En efecto, algo permanecía inalterado en la sociedad española: la necesidad imperiosa de deshacerse de todo álbum, comic-book, novela gráfica, volumen antológico, póster, trading-card, etc, que experimentaban los post-púberes cuando reparaban en que:
a) les interesaban más las tías, el alpiste y las drogas que lo que le pudiese suceder al Increíble Hulk o Nathan Never.
b) a las tías no les interesaba nada el Increíble Hulk, ni siquiera Nathan Never.

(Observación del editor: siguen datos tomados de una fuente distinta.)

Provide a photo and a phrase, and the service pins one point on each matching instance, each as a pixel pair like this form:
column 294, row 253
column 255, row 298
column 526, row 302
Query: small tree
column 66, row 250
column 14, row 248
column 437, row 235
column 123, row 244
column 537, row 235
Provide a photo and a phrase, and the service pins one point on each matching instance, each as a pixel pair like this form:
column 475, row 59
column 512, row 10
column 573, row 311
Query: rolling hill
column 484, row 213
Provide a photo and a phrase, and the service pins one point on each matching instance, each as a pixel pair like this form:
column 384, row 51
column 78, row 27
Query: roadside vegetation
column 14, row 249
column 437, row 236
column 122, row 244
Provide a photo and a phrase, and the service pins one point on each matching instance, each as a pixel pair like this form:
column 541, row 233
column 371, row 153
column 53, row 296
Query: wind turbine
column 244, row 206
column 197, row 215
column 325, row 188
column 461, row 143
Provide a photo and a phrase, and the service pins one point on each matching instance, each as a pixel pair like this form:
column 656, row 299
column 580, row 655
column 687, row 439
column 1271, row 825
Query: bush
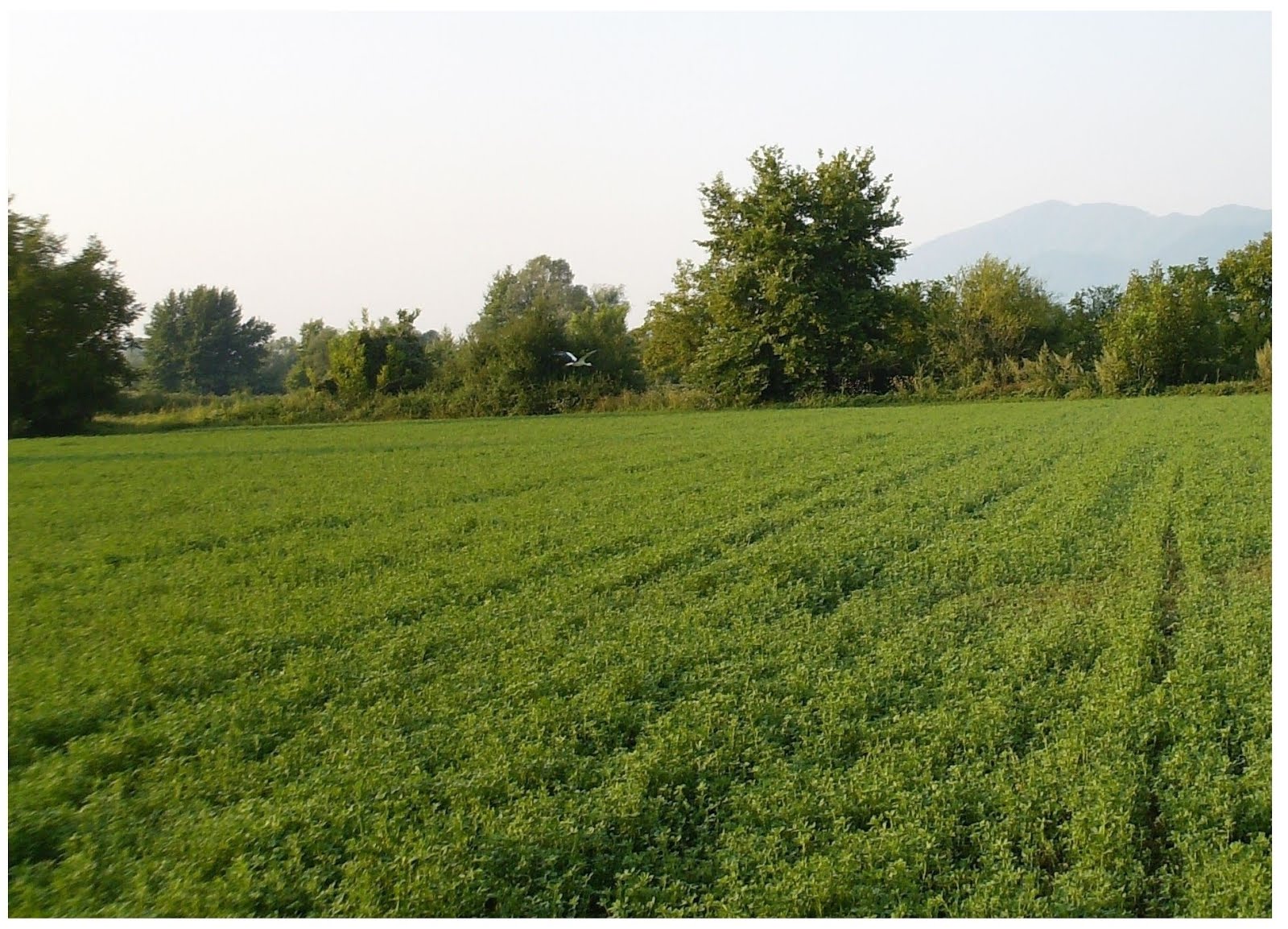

c) interesarse por ese tipo de cosas no sólo no les acercaba al objeto de su deseo, sino que señalizaba al objeto de su deseo que eran unos gilipollas y unos losers sin remedio.

La realidad...
En no pocas ocasiones, la urgencia por deshacerse del material incriminatorio era tal que el joven ni siquiera intentaba venderlo y sacar algún provecho, sino que lo regalaba a toda prisa a algún amigo o conocido más joven y cuyo córtex, por tanto, aún no estuviera frito por la conjunción de elementos endógenos (hormonas) y exógenos (frailty, thy name is woman…). A veces, la vergüenza y el dolor eran tan grandes que la ingrata tarea se dejaba a las madres; quienes, invariablemente, hacían entrega de la colección -tan afanosamente reunida durante años a costa de innúmeras renuncias- al niño más imbécil y retardado de la familia o el vecindario.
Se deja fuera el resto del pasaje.